Streit mit der Regierung

Kritik an US-Militäraktionen: Keine Anklage gegen Demokraten

11. Februar 2026 , 09:36 Uhr

Sechs Demokraten warnen Soldaten in einem Video vor politischem Druck aus dem Weißen Haus. Das brachte Präsident Trump und das Pentagon in Rage. Eine Anklage kam aber nun nicht zustande.

Das US-Justizministerium ist Medienberichten zufolge mit dem Versuch gescheitert, Anklage gegen sechs demokratische Kongressmitglieder wegen deren Kritik an US-Militäreinsätzen zu erheben. Eine Grand Jury in Washington habe am Dienstag (Ortszeit) den Antrag der Staatsanwaltschaft abgelehnt, Anklage gegen Senator Mark Kelly und fünf weitere Demokraten zu erheben, hieß es. 
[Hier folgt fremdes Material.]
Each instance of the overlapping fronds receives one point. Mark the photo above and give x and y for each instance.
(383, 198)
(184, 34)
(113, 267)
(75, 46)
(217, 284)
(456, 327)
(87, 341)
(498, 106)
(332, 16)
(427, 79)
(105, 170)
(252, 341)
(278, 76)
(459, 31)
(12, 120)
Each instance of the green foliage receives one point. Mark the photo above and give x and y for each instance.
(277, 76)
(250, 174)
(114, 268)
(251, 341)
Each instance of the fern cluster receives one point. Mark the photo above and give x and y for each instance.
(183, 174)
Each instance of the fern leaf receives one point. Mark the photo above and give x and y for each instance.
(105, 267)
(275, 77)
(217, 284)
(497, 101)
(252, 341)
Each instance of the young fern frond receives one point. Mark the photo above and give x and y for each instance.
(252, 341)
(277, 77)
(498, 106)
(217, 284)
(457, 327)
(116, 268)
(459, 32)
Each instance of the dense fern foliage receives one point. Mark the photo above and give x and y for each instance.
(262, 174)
Eine Grand Jury ist eine Gruppe von Geschworenen, die nach der Vorlage von Beweismitteln durch die Staatsanwaltschaft entscheidet, ob Anklage in einem Fall erhoben werden kann.

Staatsanwaltschaft sieht laut Medien Verbrechen

Hintergrund ist ein Video von November 2025, in dem Angehörige des US-Militärs dazu aufgerufen werden, illegale Befehle nicht zu befolgen. Dabei ging es hauptsächlich um die international umstrittenen US-Militäraktionen gegen mutmaßliche Drogenschmuggler in der Karibik. US-Präsident Donald Trump warf der Gruppe Demokraten wegen des Videos zunächst «aufständisches Verhalten» vor, relativierte diese Aussagen aber später. Die Staatsanwaltschaft habe der Gruppe ein Verbrechen wegen Beeinflussung der Moral und Disziplin der Streitkräfte zur Last legen wollen, hieß es.

Das Verteidigungsministerium hat nach dem Video zudem ein Verfahren eingeleitet, das zur Kappung von Kellys Ruhestandsbezügen führen könnte. Kelly ist ein pensionierter Marineoffizier. Er verklagte daraufhin seinerseits das Pentagon und Verteidigungsminister Pete Hegseth. «Das ist ein ungeheuerlicher Machtmissbrauch durch Donald Trump und seine Gefolgsleute», sagte der 61 Jahre alte Senator laut Medien am Dienstag. In den Berichten hieß es, die Staatsanwaltschaft könne einen neuen Anlauf nehmen, den Fall vor eine Grand Jury zu bringen, dies sei jedoch mit viel höheren juristischen Hürden verbunden.